Mark Drew, United States

Dr. Mark Drew is California Trout’s Sierra Headwaters Program Director. Mark is the founder and prior Director of the Inyo-Mono Integrated Regional Water Management Program. Prior to joining CalTrout, Mark worked as The Nature Conservancy’s Southeastern Caribbean Program’s Protected Areas Specialist. Prior to working for The Nature Conservancy, Mark spent almost 15 years involved, both academically and professionally, in the fields of resource conservation, tropical food production and livelihood systems in the U.S. mainland, Oceania, and the Asia region.  Mark holds a B.S. degree in Forestry and Natural Resources Management, an M.A. degree in International Development Policy and a Doctorate degree in Forestry and Resource Conservation from the University of Florida.  Mark’s professional interests center largely on tackling challenging issues that address the needs of both human and natural systems.

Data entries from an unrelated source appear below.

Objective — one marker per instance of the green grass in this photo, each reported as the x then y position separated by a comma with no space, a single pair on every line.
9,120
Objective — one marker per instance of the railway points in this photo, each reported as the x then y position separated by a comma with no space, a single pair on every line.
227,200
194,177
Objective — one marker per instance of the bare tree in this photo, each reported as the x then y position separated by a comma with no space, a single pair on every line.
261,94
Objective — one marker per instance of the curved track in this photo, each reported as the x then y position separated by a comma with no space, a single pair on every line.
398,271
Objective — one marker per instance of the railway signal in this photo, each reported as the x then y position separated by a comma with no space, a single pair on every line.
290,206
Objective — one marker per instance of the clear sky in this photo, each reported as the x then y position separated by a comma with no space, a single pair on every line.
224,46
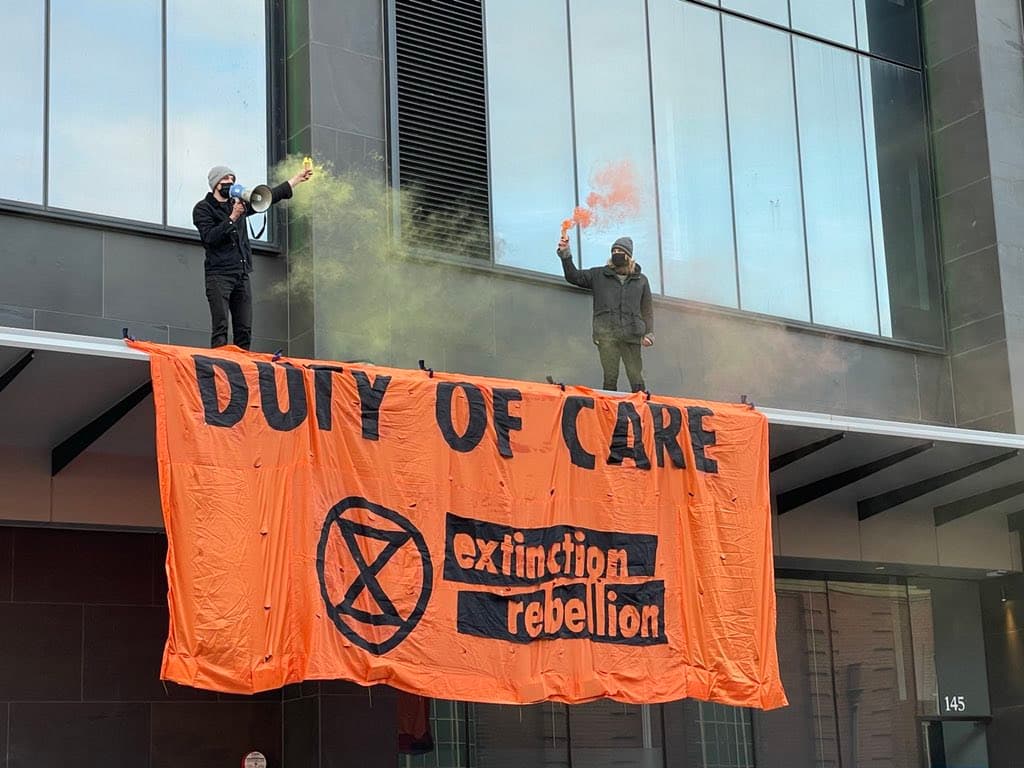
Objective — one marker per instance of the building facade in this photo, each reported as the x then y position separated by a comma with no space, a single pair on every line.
824,195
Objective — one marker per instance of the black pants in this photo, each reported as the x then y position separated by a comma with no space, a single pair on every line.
229,294
611,351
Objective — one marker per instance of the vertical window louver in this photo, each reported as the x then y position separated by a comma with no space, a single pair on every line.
442,128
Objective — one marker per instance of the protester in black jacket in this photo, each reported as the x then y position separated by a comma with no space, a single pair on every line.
624,316
221,224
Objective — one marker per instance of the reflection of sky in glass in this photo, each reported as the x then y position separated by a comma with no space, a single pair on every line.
530,124
612,118
697,248
889,29
832,148
216,97
766,178
776,11
832,19
105,108
878,233
22,100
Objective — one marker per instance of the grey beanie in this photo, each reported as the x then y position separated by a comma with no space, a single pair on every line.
218,172
626,244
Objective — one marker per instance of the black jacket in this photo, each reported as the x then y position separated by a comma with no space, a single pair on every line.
623,311
226,242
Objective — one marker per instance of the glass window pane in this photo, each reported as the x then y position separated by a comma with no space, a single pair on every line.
529,117
612,120
903,214
872,662
776,11
22,40
889,29
520,736
803,734
216,97
765,170
606,733
832,151
697,249
832,19
105,108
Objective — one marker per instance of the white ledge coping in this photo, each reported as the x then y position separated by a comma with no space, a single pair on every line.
91,345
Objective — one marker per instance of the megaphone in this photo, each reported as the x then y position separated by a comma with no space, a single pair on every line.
259,198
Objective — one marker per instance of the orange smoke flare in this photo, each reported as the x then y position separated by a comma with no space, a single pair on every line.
615,197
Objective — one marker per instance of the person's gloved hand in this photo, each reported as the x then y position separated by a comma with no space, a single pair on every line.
563,247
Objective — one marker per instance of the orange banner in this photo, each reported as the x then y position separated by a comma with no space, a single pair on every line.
460,538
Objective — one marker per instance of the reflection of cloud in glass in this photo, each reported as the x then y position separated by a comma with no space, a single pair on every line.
531,184
612,117
22,100
697,251
105,108
765,171
832,147
216,97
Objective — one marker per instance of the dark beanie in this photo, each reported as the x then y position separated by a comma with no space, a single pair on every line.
625,243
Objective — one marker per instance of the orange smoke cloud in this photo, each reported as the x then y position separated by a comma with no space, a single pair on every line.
614,197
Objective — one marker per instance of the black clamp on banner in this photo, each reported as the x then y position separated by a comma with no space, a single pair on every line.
552,381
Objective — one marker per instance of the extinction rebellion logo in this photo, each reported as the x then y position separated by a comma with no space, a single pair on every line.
376,579
359,542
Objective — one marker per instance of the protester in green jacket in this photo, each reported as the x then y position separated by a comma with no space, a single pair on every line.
624,316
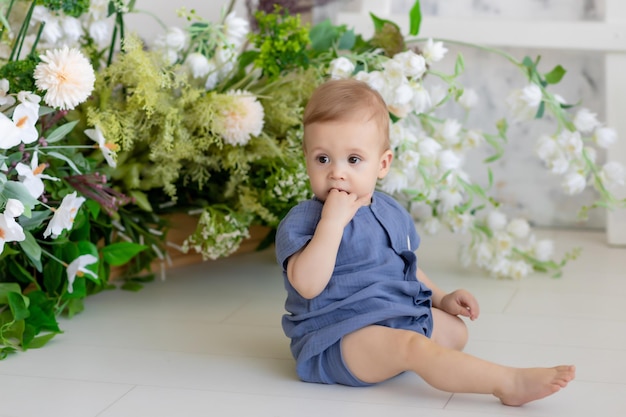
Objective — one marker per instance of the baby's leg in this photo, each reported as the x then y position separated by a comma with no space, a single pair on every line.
448,330
376,353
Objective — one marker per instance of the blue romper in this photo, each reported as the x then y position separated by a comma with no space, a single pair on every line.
374,282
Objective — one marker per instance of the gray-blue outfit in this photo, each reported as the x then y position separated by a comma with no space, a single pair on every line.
374,282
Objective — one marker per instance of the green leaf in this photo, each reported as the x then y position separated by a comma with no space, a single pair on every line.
141,200
415,18
120,253
459,65
19,305
40,341
18,191
66,159
555,76
32,249
60,132
6,288
323,35
347,40
379,23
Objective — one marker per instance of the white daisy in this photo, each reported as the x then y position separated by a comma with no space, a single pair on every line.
66,76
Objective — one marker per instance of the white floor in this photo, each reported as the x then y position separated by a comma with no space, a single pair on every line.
207,342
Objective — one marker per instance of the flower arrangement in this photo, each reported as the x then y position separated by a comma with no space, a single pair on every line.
205,120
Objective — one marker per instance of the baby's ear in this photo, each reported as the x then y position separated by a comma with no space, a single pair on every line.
385,163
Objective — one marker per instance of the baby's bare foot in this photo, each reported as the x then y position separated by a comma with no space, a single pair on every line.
529,384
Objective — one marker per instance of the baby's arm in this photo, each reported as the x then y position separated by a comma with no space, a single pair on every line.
459,302
310,269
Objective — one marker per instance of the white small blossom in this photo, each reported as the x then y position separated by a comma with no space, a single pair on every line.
543,250
496,220
64,215
77,268
605,136
5,98
613,174
432,225
570,142
449,161
525,102
574,183
395,180
585,121
429,148
449,131
421,101
518,228
469,99
433,51
10,230
107,149
519,270
341,68
412,64
32,177
546,147
235,29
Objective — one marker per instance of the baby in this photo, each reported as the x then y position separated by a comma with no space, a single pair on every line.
360,311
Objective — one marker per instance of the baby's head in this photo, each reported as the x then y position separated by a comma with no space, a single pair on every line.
347,100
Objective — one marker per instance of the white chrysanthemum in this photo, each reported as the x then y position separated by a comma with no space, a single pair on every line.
340,68
66,76
241,119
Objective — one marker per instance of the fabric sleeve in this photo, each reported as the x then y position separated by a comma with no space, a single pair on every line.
296,229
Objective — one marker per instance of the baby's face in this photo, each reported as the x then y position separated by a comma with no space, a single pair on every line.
345,155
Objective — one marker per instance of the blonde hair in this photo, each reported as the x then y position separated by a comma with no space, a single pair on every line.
345,99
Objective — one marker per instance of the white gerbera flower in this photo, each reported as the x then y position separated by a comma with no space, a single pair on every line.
66,76
241,118
64,216
32,177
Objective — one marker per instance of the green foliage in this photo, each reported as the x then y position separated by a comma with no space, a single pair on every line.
20,73
73,8
282,40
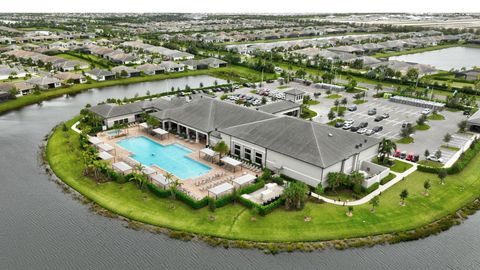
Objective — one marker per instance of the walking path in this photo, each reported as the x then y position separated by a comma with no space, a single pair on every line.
380,189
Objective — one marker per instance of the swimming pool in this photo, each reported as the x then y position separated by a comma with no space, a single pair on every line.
171,158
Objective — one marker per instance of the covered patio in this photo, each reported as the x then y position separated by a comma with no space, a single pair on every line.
231,163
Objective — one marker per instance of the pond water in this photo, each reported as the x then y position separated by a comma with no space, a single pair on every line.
43,228
445,59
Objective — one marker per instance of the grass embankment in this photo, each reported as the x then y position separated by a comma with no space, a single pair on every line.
233,73
235,221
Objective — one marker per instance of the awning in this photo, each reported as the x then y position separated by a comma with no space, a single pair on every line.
244,179
147,170
105,156
209,152
94,140
220,189
122,166
105,147
160,131
160,179
232,162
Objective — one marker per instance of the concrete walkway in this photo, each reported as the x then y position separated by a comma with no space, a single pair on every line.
380,189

Current estimates indicate that meadows cover approximately 192,000 acres within the Sierra Nevada. Meadows’ unique hydrologic and ecological functions are recognized as being vital to watershed health and are valued for the ecosystem goods and services they provide. However, somewhere between 40-60% of meadows are in a degraded state. Stresses such as climate change continue to threaten Sierra meadows and bold actions are necessary to restore and protect them. The Sierra Meadows Partnership was formed, in part, to address this critical need. Most recently, the Partnership, comprised of a wide array of stakeholders, has spearheaded an effort to complete a Sierra Meadow Strategy. The overarching goal of the Strategy is to establish and implement a common vision necessary to increase the pace, scale and efficacy of meadow restoration using an “All Hands-All Lands” approach. Achieving desired conditions is the driver of management actions. To achieve desired conditions, six Goals are identified: restore, conserve and protect 30,000 acres by 2030; protect meadow soil resources; protect and restore diversity of meadow types; improve efficiency of regulatory requirements; secure funding and; increase capacity and partnership potential. To achieve these goals, three Approaches need to be implemented which include: restore meadows to desired conditions; enhance regulatory and institutional coordination and; increase and diversify political and financial support for meadow restoration in the greater Sierra. The process of developing the proposed Sierra Meadow Strategy can serve as a model for other collaborative efforts centered on ecological planning and restoration to improve resilience of focal ecosystems.